Israel droht erneut mit Gewalt gegen humanitäre Hilfssendungen



Israels Regierung unterrichtete am Freitag die UNO, dass Israel sich das "Recht" vorbehält mit Gewalt neue Hilfssendungen zu stoppen die am Sonntag auf den Weg gebracht werden sollen.

Besatzung und Friedensaktivisten der "Mariam", die ehemalige "Junia Star", sind ausschließlich Frauen, segelt unter Boliviens Flagge und soll am Sonntag vom nördlichen Libanon aus auslaufen. Kurs erst Cypern dann weiter nach Gaza.

Die israelische UN-Botschafterin Gabriela Shalvev, schrieb in einem Brief an UN-Chef Ban Ki-moon, Israel habe "erfahren", dass noch ein Schiff, die "Naji al-Ali", einen libanesischen Hafen mit Hilfsgütern in Richtung Gaza verlassen soll. Es sind Journalisten die diese Hilfssendung organisiert haben. Die Erlaubnis durch die libanesischen Behörden den Hafen zu verlassen, steht noch aus.

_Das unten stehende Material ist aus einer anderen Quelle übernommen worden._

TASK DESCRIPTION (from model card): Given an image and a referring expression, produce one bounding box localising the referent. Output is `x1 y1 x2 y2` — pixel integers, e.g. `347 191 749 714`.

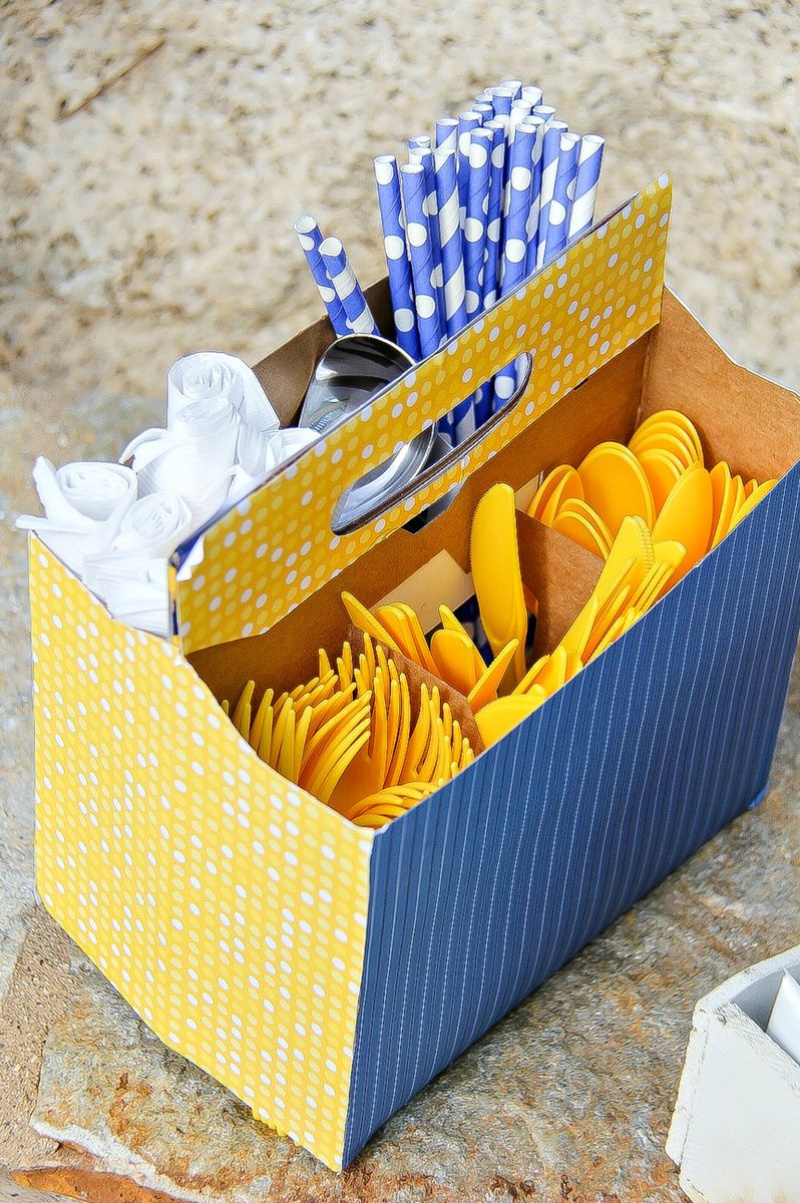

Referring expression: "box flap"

Ban Ki-moon erregte internationale Bestürzung mit seiner Entscheidung den kolumbianischen Ex-Präsidenten Alvaro Uribe, in die Kommission zu berufen, die Israels Piratenakt auf die "Freedom-Flotilla" vor zwei Monaten, untersuchen soll. Die völkerrechtswidrige Aktion Israels mussten neun Friedensaktivisten mit ihrem Leben bezahlen. Sie wurden kaltblütig von israelischen Killern der IDF mit 31 Nacken- und Kopfschüssen ermordet.

Die kriminelle Geisteshaltung der sogenannten "Elitesoldaten" erwies sich nicht nur bei dem brutalen Vorgehen der Erstürmung des Friedenskonvois, sondern auch durch den Raub persönlichen Eigentums der Friedensaktivisten, der noch auf See stattfand und nun endlich auch von israelischer Seite untersucht werden soll.

Mit vorbestraften Ex-Türstehern als Außenminister bleibt es nicht aus, das die Rekrutierungsansprüche der IDF auf dem Niveau der internationalen Mafia angelangt sind. Mit Mafiamethoden werden seit Jahren die Menschen in ganz Palästina von Haus und Grund vertrieben. Don Corleone lässt grüßen! Für Recht und Gesetz ist da kein Platz!